South Sudan President Salva Kiir will lead the official delegation to the Washington meeting, which comes just days after the US treasury eased sanctions to permit foreign investment in the country’s oil sector.
Kiir will address the conference on Wednesday and is expected to lay out his plans to regulate investments, organise public finances and boost the transparency of oil revenue management to entice western oil majors such as Royal Dutch Shell, Exxon Mobil and Chevron.
“We’re seeing a strong outpouring of interest amongst investment partners in the private sector in their oil economy,” said Rajiv Shah, head of the US Agency for International Development (Usaid), the chief sponsor of the conference.
“I expect you will see significant private investment in the sector, which is why it is important that South Sudan abide by international norms around transparency and makes sure that the proceeds of those investments are invested back to improve the lives of the people,” Shah told Reuters in an interview.
The two-day Washington meeting, which will also be addressed by US Secretary of State Hillary Clinton, represents the Obama administration’s effort to jump-start the economy of South Sudan after its independence from Khartoum in July.
South Sudan accounts for around 75% of the formerly united country’s 500 000 barrels per day of oil output. Oil revenues could make it one of the wealthiest countries in the region — at least on paper.

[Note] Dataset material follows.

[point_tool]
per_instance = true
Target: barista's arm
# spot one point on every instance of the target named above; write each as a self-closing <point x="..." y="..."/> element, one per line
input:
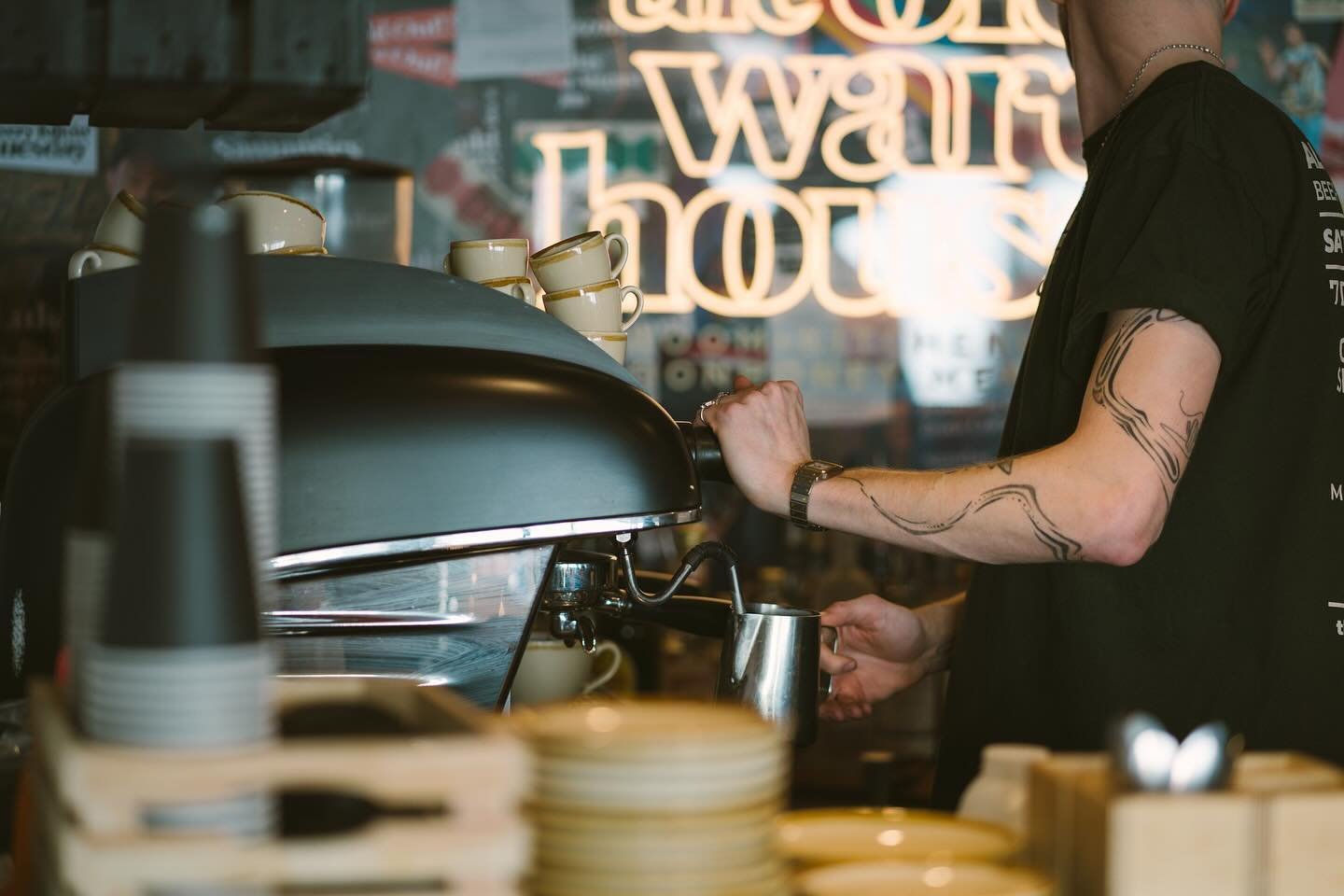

But South Sudan and Sudan still face disputes over sharing oil revenues and ending fighting in a border region, keeping tensions high between the two neighbours which fought a civil war for decades before agreeing to a peace deal in 2005.
Building from scratch
An influx of adventurous entrepreneurs has helped fuel a small business boom in South Sudan, which remains desperately poor and in need of almost everything from bridges and banks to office furniture and private security.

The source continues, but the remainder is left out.